Spring break usually means a giddy escape from the classroom for children across America. This year, however, the millions of students who have not set foot in a classroom since last spring are celebrating by closing their laptops for a few days. Many of these students have no prospect of returning to class anytime soon — and their pandemic-shuttered schools have become the focus of an ugly battle among teachers’ unions, school boards, parents, and elected officials about how, and when, they should reopen. As the politics of reopening have grown increasingly antagonistic and personal,[1] the pandemic is blurring partisan and racial cleavages around public education and creating new coalitions that could remain powerful players in local education politics. At stake is the fate of our public education system itself.
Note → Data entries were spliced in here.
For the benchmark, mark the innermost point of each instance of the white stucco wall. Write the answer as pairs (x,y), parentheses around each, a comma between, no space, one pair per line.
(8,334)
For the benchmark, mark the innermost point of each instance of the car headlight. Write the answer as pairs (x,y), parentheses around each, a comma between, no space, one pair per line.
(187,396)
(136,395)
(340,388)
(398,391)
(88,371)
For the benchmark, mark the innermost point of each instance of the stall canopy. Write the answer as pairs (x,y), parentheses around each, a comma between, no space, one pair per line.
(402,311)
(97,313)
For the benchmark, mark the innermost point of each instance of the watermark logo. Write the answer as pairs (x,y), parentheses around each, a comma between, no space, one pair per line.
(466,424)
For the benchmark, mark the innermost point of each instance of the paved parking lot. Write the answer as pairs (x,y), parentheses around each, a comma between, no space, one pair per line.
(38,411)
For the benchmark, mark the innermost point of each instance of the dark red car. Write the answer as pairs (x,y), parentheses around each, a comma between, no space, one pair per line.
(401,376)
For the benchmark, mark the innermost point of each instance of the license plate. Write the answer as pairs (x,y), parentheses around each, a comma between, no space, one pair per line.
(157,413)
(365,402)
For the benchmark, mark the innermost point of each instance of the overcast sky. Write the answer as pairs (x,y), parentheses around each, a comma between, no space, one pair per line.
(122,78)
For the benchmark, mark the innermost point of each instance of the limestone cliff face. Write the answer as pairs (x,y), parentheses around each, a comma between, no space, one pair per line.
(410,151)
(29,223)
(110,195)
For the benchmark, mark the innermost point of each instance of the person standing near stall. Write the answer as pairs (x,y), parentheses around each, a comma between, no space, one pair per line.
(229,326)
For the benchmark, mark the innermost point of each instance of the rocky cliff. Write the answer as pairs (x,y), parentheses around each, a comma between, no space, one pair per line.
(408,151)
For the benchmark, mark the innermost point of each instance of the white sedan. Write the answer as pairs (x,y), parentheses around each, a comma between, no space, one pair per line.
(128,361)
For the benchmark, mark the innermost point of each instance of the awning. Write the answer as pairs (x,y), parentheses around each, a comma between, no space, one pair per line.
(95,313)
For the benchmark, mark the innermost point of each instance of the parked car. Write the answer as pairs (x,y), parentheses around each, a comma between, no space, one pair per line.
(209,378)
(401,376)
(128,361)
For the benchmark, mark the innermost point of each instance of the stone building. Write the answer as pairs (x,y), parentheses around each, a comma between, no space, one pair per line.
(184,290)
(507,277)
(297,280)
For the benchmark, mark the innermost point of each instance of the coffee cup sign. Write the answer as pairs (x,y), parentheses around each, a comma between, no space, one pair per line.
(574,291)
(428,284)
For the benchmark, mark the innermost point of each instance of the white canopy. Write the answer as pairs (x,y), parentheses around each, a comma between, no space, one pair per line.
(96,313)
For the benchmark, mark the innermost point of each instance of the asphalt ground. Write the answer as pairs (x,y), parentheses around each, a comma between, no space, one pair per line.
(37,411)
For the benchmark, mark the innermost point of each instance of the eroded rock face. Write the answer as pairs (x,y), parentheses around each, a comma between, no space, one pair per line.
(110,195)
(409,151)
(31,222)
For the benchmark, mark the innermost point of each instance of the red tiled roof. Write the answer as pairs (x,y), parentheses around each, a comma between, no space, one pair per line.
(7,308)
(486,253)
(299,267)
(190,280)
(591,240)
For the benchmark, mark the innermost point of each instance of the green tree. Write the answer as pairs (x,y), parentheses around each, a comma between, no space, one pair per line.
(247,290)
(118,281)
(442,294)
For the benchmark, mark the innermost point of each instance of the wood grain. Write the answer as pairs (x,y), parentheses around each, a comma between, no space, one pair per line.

This shift may seem surprising because for much of the past 40 years, the politics of education have remained largely consistent: school boards are locally elected (often by voters who do not represent the parents or students)[2] and teachers’ unions advocate for teachers and schools. Parents, in turn, traditionally are united with unions in any number of causes. Teachers’ unions secure resources and funding for schools; parent-teacher associations organize within schools to help. Labor activism among teachers has led to high-profile strikes across the country. In what became the “Red for Ed” campaigns of 2017-18, teachers in both Democratic and Republican states (including not just California but also West Virginia, Arizona, Oklahoma, and Kentucky) demanded better pay and conditions.[3] Public support for teachers and teachers’ unions has remained high, although opinion data shows that parents are mixed on whether or not they think unions improve the quality of education.[4]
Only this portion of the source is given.